06 December 2010

Legal Euthanasia Vs Rationing

This is a discussion that needs attention in the USA. Many refer to this as rationing of our health care, others refer to it as legal euthanasia, and some call it decision by death panels.  Call it what you want, but this is becoming more common as our health care costs continue it rocket upwards.

Where will it end? No one is sure. Even some doctors are beginning to wonder.  Dr. Rob at medrants dot com is writing about it. Bob Doherty at The ACP Advocate Blog also writes about it. Both are very careful as they need to be, but at least they are making us aware of what is going on in the world when dealing with Medical Insurance, Medicare, and Medicaid.

Dr. Rob at medrants dot com quotes from the LA Times dot com about what our senators are talking about – rationing. Every time reduction of health care is mentioned at least they admit that this means health care rationing.

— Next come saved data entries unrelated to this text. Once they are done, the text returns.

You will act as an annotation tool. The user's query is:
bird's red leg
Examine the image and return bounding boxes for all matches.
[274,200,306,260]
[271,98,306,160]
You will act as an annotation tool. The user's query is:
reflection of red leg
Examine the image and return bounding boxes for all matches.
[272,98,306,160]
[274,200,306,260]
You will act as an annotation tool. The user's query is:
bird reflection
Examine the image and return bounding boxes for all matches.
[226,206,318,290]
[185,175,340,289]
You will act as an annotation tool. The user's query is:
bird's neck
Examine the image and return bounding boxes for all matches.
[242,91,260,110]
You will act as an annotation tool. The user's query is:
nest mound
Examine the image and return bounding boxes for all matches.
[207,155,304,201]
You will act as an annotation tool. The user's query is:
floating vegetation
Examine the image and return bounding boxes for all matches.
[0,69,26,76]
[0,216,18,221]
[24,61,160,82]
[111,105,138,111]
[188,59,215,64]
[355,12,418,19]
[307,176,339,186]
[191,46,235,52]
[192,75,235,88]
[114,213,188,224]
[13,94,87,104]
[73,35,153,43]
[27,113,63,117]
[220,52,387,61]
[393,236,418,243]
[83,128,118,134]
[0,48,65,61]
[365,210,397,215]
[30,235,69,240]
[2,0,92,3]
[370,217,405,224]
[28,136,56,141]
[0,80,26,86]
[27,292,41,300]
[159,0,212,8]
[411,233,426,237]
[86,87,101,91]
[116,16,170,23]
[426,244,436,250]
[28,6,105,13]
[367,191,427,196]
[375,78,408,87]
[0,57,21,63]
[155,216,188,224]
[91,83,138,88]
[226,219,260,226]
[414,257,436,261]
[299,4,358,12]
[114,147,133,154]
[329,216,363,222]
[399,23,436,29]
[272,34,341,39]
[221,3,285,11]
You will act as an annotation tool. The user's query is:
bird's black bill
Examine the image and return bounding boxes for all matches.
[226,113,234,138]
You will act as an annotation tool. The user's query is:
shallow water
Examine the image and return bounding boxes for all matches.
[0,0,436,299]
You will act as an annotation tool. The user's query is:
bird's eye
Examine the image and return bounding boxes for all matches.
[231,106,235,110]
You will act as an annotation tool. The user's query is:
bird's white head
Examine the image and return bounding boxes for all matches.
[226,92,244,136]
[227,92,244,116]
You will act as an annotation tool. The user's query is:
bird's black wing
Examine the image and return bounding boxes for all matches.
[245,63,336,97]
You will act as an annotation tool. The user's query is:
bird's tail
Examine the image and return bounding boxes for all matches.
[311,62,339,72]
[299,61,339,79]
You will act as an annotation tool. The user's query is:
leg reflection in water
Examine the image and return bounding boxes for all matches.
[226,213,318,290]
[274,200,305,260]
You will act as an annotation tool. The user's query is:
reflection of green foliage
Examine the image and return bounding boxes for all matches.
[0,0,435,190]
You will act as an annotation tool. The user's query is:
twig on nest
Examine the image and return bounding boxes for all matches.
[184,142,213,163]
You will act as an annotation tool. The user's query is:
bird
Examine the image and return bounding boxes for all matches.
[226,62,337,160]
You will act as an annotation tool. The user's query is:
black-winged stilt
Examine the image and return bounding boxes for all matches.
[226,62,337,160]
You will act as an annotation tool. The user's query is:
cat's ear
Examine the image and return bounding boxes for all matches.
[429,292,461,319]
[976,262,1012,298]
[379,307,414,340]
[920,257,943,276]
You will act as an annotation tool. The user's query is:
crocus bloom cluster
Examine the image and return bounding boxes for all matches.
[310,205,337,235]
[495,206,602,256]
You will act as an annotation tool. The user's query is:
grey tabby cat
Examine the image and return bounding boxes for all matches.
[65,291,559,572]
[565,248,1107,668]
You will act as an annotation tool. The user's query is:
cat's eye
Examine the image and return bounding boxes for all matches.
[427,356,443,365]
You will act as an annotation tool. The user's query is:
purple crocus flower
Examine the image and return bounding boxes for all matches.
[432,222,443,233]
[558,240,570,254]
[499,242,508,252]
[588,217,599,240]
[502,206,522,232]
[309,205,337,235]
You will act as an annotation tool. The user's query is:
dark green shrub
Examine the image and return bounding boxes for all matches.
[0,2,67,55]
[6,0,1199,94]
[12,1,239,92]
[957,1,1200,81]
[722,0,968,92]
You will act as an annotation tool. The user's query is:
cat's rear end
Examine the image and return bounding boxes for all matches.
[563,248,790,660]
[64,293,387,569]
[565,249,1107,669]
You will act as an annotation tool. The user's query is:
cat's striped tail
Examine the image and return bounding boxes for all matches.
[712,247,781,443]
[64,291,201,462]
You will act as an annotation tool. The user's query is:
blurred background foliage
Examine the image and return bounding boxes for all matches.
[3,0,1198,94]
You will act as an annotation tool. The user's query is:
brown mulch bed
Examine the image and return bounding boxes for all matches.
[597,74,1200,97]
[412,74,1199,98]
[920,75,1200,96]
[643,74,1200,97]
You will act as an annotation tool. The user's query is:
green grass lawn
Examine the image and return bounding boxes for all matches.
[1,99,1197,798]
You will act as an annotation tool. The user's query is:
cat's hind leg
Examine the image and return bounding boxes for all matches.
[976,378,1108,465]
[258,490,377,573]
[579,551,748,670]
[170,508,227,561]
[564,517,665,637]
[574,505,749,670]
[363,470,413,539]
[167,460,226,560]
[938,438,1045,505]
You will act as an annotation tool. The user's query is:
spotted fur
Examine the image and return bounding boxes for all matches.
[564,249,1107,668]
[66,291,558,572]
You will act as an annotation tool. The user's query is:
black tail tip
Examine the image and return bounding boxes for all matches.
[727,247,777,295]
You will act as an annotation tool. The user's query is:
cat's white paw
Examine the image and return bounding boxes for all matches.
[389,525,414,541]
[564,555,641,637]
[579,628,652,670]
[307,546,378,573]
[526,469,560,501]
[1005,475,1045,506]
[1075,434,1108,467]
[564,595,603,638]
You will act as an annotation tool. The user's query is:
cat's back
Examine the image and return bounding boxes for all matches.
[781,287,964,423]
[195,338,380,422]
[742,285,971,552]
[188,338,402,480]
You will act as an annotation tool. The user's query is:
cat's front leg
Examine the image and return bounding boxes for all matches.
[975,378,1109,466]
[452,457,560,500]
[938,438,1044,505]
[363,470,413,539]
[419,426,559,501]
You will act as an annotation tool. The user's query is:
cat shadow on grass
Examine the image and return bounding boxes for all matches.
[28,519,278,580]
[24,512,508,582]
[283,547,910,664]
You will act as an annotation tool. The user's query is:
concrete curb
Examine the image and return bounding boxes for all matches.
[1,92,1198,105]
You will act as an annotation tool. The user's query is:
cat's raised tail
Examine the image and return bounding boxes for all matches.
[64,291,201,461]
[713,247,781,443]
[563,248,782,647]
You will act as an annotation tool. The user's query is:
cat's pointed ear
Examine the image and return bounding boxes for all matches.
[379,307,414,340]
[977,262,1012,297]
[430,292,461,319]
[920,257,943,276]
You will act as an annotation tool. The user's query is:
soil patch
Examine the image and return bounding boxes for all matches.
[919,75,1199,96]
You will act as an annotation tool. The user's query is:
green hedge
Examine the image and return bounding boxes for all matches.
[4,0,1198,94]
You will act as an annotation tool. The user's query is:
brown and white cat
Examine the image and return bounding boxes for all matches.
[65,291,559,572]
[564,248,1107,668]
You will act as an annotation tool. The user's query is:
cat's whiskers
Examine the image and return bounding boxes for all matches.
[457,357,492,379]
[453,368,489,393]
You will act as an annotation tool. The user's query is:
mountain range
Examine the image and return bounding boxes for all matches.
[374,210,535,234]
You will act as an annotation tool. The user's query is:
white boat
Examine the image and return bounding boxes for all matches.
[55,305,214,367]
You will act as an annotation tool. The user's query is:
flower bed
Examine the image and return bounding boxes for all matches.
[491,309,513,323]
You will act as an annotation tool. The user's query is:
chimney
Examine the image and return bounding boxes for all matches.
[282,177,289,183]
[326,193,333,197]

The article in the LA Times states quite accurately (quote) “Both Republicans and Democrats are in denial on this point (about rationing). Republicans pretend that our current system doesn't stop anyone from getting all the care they need. Democrats pretend that efforts to control costs won't limit medical choices and treatment. But most real-world consumers know better: There is no free lunch.” (end quote)

The article makes some other good statements and deserves to be read by all. At lease they lay the problem out and point out where the rationing is coming from – the top down. When congress cuts costs, Medicare and Medicaid, with the insurance industry following suit, decide what they will not cover.

Although I cannot read it, in the November 24 issue of JAMA there is a statement by Drs. Meltzer and Detsky which says (quoting from Bob Doherty), “rationing already takes place in the United States in many ways in health care. Managed care is exactly a form of rationing in which a private insurer determines whether patients should or should not receive services. In addition, private sector rationing injects profit motives into the calculations... It is critical that Americans learn that rationing currently exists and is inevitable and focus their thinking on how its vagaries are best minimized, rather than use the word to instill fear.” (End of quote).

I will agree that using words like “death panels” and “death by budget cuts” creates fear. However, these words are going to appear in the media and must be recognized for what they are. We cannot put our heads in the sand and hope that they will go away. And as more people are denied medical care, these words will be used.

Over the next months as we see how the Affordable Care Act is carried forward, funded or unfunded, we will see a lot more of fear words and probably a larger number of severe rationing decisions. A lot of people are not going to be pleased about this.

This follows when we consider what potentially may happen to our testing supplies if Medicare is not stopped in their proposal to cut our testing supplies for diabetes. This should be considered preventative supplies and should not be limited like Medicare is planning. This is form of rationing we cannot afford.


  1. I wish all insurance companies would realize that Type 2s start out using food as their "drug" for treating their diabetes. If we can't test before a meal how do we know how much "medicine" to use? If we can't test after a meal, how do we know if the "medicine" helped or hurt us?

  2. This is so true unfortunately. Rationing diabetes glucose testing strips is not the way to better health.